# `1-create-dataset-testtrain`

Read in two catalogues of mutations with assigned phenotypic effects and one in vitro study to form the TRAIN/TEST dataset

In [1]:
import sbmlcore, pandas, numpy, copy
import itertools

pandas.options.display.max_columns=999

The CSV files read in below are created by the previous notebook, `0-parse-original-data`.

In [2]:
filestem = 'data/ds-traintest'

testtrain_dfs = {}
testtrain_sets = {}
testtrain_csvs=[]

testtrain_csvs.append('yadon')
testtrain_csvs.append('who')
testtrain_csvs.append('nejm')

testtrain_dfs['yadon'] = pandas.read_csv('data/catalogues/ds-yadon2017.csv')
testtrain_dfs['yadon'].set_index('MUTATION', inplace=True)
testtrain_dfs['yadon'].rename(columns={'YADON_RESULT':'YADON_PHENOTYPE'}, inplace=True)
testtrain_sets['yadon'] = set(testtrain_dfs['yadon'].index)

testtrain_dfs['who'] = pandas.read_csv('data/catalogues/ds-who2021.csv')
testtrain_dfs['who'].set_index('MUTATION', inplace=True)
testtrain_dfs['who'].rename(columns={'PREDICTION':'WHO_PHENOTYPE'}, inplace=True)
testtrain_sets['who'] = set(testtrain_dfs['who'].index)

testtrain_dfs['nejm'] = pandas.read_csv('data/catalogues/ds-nejm2018.csv')
testtrain_dfs['nejm'].set_index('MUTATION', inplace=True)
testtrain_dfs['nejm'].rename(columns={'PREDICTION':'NEJM_PHENOTYPE'}, inplace=True)
testtrain_sets['nejm'] = set(testtrain_dfs['nejm'].index)

Let's do some simple statistics of how many samples each has etc and what the overlaps are

In [3]:
df_set = {}
for dataset in ['yadon', 'who', 'nejm']:

    df = testtrain_dfs[dataset]
    n_total = len(df)
    n_r = df[dataset.upper() + '_PHENOTYPE'].value_counts(dropna=False).R
    n_s = df[dataset.upper() + '_PHENOTYPE'].value_counts(dropna=False).S
    df_set[dataset] = set(df.index)

    print("The %s dataset contains %i samples of which %i are resistant and %i susceptible." % (dataset, n_total, n_r, n_s))

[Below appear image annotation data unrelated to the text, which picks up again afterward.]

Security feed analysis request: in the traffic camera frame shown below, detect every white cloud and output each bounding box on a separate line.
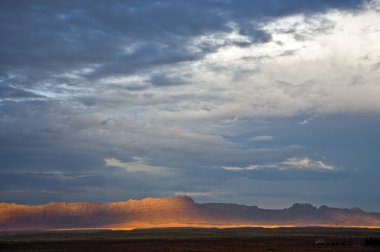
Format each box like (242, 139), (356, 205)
(104, 157), (169, 175)
(249, 136), (273, 142)
(222, 157), (335, 172)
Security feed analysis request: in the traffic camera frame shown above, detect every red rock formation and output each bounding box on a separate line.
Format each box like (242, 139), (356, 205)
(0, 196), (380, 231)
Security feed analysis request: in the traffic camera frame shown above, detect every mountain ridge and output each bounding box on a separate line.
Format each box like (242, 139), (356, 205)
(0, 196), (380, 232)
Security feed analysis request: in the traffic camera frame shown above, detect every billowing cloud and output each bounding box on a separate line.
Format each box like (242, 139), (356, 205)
(222, 157), (335, 171)
(249, 136), (273, 142)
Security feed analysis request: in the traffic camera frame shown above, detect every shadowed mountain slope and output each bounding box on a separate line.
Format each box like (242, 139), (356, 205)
(0, 196), (380, 231)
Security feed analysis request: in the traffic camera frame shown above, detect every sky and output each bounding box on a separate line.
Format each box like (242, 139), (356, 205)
(0, 0), (380, 212)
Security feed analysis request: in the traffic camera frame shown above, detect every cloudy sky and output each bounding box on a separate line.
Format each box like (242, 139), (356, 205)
(0, 0), (380, 211)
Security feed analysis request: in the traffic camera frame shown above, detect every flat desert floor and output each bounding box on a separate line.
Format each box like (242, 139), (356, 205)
(0, 228), (380, 252)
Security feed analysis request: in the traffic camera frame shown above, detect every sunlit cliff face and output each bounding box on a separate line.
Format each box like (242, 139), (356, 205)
(0, 196), (380, 231)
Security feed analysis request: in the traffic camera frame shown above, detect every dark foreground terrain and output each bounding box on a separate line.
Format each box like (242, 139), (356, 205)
(0, 228), (380, 252)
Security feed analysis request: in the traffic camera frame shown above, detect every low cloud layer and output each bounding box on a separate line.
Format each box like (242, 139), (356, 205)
(0, 0), (380, 210)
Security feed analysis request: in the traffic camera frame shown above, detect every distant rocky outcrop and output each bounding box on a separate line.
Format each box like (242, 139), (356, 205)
(0, 196), (380, 232)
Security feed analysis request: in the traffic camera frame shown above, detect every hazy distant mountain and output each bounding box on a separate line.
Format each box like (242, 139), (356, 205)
(0, 196), (380, 231)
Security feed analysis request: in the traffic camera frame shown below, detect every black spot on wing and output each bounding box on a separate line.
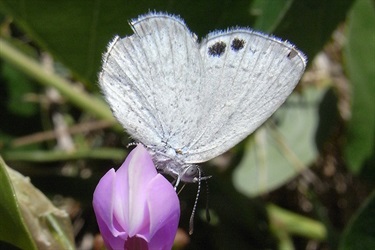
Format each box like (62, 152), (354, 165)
(287, 49), (298, 59)
(230, 38), (245, 52)
(208, 42), (227, 57)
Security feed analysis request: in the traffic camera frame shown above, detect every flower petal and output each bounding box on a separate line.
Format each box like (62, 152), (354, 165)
(93, 168), (128, 249)
(147, 174), (180, 249)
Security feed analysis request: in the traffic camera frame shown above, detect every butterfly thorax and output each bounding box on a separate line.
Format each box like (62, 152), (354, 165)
(148, 147), (199, 184)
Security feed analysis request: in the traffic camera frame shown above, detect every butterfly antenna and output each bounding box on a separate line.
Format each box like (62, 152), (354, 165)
(177, 183), (186, 195)
(205, 179), (211, 222)
(189, 168), (201, 235)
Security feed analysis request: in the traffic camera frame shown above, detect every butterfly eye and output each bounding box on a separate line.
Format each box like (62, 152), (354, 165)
(181, 165), (199, 182)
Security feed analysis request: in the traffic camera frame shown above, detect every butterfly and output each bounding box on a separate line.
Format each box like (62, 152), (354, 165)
(99, 13), (307, 185)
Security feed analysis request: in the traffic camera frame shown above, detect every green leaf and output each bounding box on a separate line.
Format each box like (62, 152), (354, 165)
(233, 88), (324, 197)
(344, 0), (375, 173)
(339, 192), (375, 250)
(251, 0), (293, 33)
(0, 158), (75, 250)
(0, 157), (37, 250)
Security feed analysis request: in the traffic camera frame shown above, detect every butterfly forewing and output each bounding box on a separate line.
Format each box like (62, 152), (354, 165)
(100, 14), (204, 150)
(186, 29), (306, 163)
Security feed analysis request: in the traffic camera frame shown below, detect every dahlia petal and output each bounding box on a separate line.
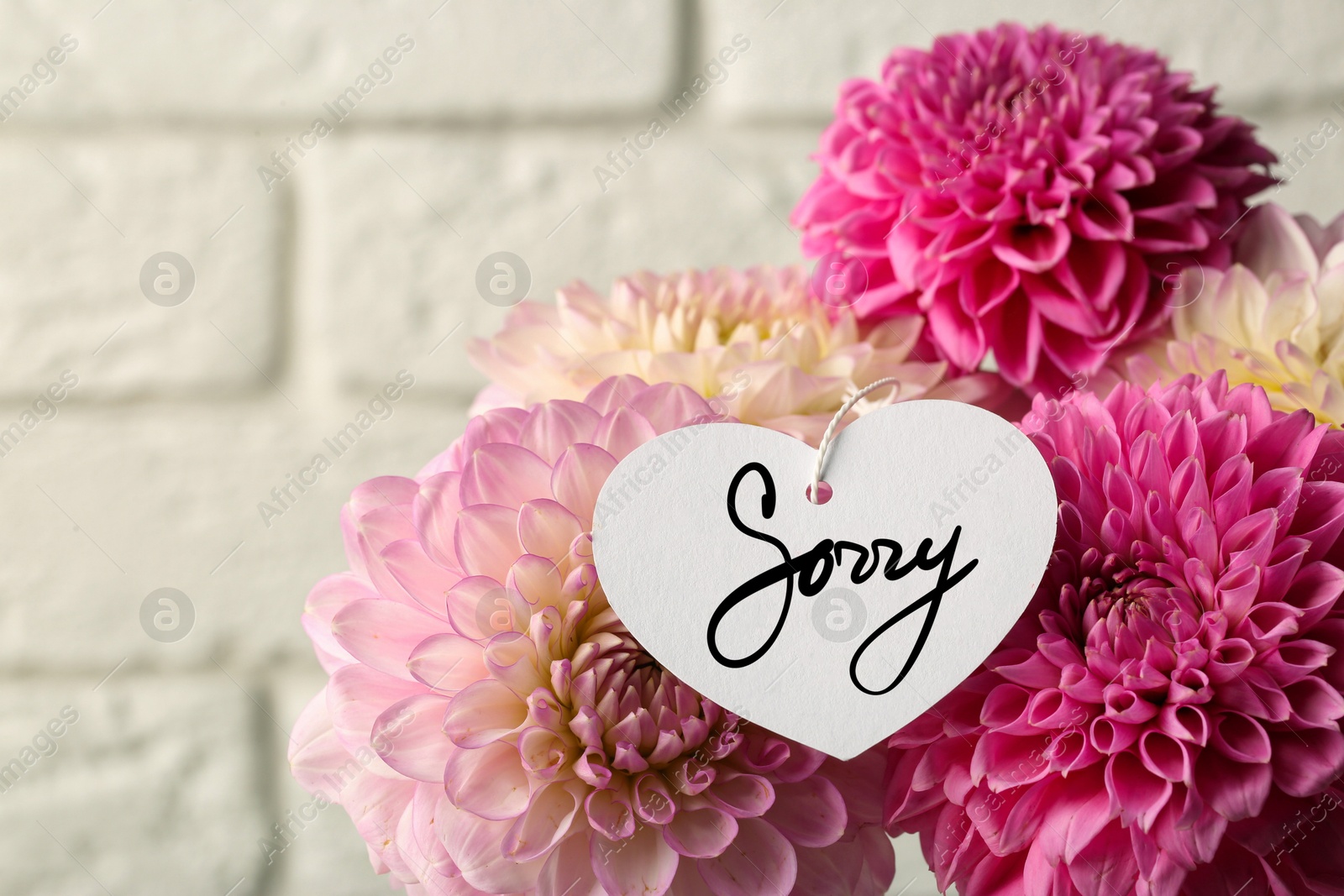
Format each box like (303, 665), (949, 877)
(442, 740), (529, 822)
(536, 836), (606, 896)
(764, 777), (847, 847)
(1194, 750), (1272, 820)
(444, 679), (527, 750)
(704, 773), (775, 818)
(594, 407), (657, 461)
(551, 443), (617, 525)
(332, 600), (442, 679)
(1107, 752), (1172, 838)
(517, 498), (583, 563)
(379, 538), (459, 618)
(1210, 712), (1272, 763)
(406, 634), (488, 694)
(589, 825), (679, 896)
(461, 442), (551, 511)
(1273, 730), (1344, 797)
(663, 806), (738, 858)
(452, 504), (522, 582)
(371, 693), (453, 782)
(516, 401), (602, 467)
(302, 572), (378, 674)
(327, 663), (425, 767)
(439, 810), (544, 893)
(696, 818), (798, 896)
(1068, 822), (1134, 896)
(412, 470), (462, 571)
(501, 783), (580, 861)
(448, 575), (516, 641)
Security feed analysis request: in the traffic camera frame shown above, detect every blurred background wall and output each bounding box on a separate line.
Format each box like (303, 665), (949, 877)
(0, 0), (1344, 896)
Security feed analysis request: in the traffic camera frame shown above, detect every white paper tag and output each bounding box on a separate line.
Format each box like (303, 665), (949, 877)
(593, 401), (1057, 759)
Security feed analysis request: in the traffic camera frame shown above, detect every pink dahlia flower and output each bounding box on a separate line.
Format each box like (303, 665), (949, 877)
(793, 24), (1274, 390)
(291, 376), (895, 896)
(885, 374), (1344, 896)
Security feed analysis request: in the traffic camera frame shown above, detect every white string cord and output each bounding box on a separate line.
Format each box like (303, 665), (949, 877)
(809, 376), (900, 504)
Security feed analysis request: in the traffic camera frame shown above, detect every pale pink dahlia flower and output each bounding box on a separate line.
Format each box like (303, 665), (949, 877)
(885, 375), (1344, 896)
(1127, 204), (1344, 426)
(291, 378), (895, 896)
(793, 24), (1274, 390)
(468, 267), (1011, 445)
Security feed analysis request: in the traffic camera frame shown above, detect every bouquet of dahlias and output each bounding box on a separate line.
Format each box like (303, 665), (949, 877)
(291, 18), (1344, 896)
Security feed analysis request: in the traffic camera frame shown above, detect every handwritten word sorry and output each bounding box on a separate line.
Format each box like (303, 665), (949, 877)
(707, 461), (979, 696)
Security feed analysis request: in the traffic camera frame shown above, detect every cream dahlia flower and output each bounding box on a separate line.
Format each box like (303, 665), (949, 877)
(469, 266), (1008, 443)
(1129, 204), (1344, 426)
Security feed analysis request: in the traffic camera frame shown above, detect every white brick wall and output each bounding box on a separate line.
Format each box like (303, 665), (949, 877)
(0, 0), (1344, 896)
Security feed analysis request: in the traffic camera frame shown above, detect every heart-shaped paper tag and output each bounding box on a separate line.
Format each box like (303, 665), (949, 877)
(593, 401), (1057, 759)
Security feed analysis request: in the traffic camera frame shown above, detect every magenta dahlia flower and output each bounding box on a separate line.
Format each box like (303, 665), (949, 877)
(291, 376), (895, 896)
(793, 24), (1274, 390)
(885, 374), (1344, 896)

The yadon dataset contains 781 samples of which 351 are resistant and 430 susceptible.
The who dataset contains 322 samples of which 306 are resistant and 16 susceptible.
The nejm dataset contains 437 samples of which 398 are resistant and 39 susceptible.


In [4]:
total = 0
n = len(df_set['yadon'] & df_set['who'] & df_set['nejm'])
total += n
print("%i samples occured in all three datasets" % n)

n = len(df_set['yadon'] & df_set['who'] - df_set['nejm'])
total += n
print("%i samples occured in yadon and who but not nejm" % n)

n = len(df_set['yadon'] & df_set['nejm'] - df_set['who'])
total += n
print("%i samples occured in yadon and nejm but not who" % n)

n = len(df_set['who'] & df_set['nejm'] - df_set['yadon'])
total += n
print("%i samples occured in nejm and who but not yadon" % n)

n = len(df_set['yadon'] - df_set['who'] - df_set['nejm'])
total += n
print("%i samples occured in yadon and not in either of who and nejm" % n)

n = len(df_set['who'] - df_set['yadon'] - df_set['nejm'])
total += n
print("%i samples occured in who and not in either of yadon and nejm" % n)

n = len(df_set['nejm'] - df_set['yadon'] - df_set['who'])
total += n
print("%i samples occured in nejm and not in either of who and yadon" % n)

print("Overall there were %i samples" % total)

117 samples occured in all three datasets
4 samples occured in yadon and who but not nejm
242 samples occured in yadon and nejm but not who
42 samples occured in nejm and who but not yadon
418 samples occured in yadon and not in either of who and nejm
159 samples occured in who and not in either of yadon and nejm
36 samples occured in nejm and not in either of who and yadon
Overall there were 1018 samples


To reduce errors, we will only keep mutations where there is no disagreement between any of the three catalogues

In [5]:
TESTTRAIN=None
for i in testtrain_csvs:
    if TESTTRAIN is None:
        TESTTRAIN = copy.deepcopy(testtrain_dfs[i])
    else:
        TESTTRAIN = TESTTRAIN.join(testtrain_dfs[i], how='outer')    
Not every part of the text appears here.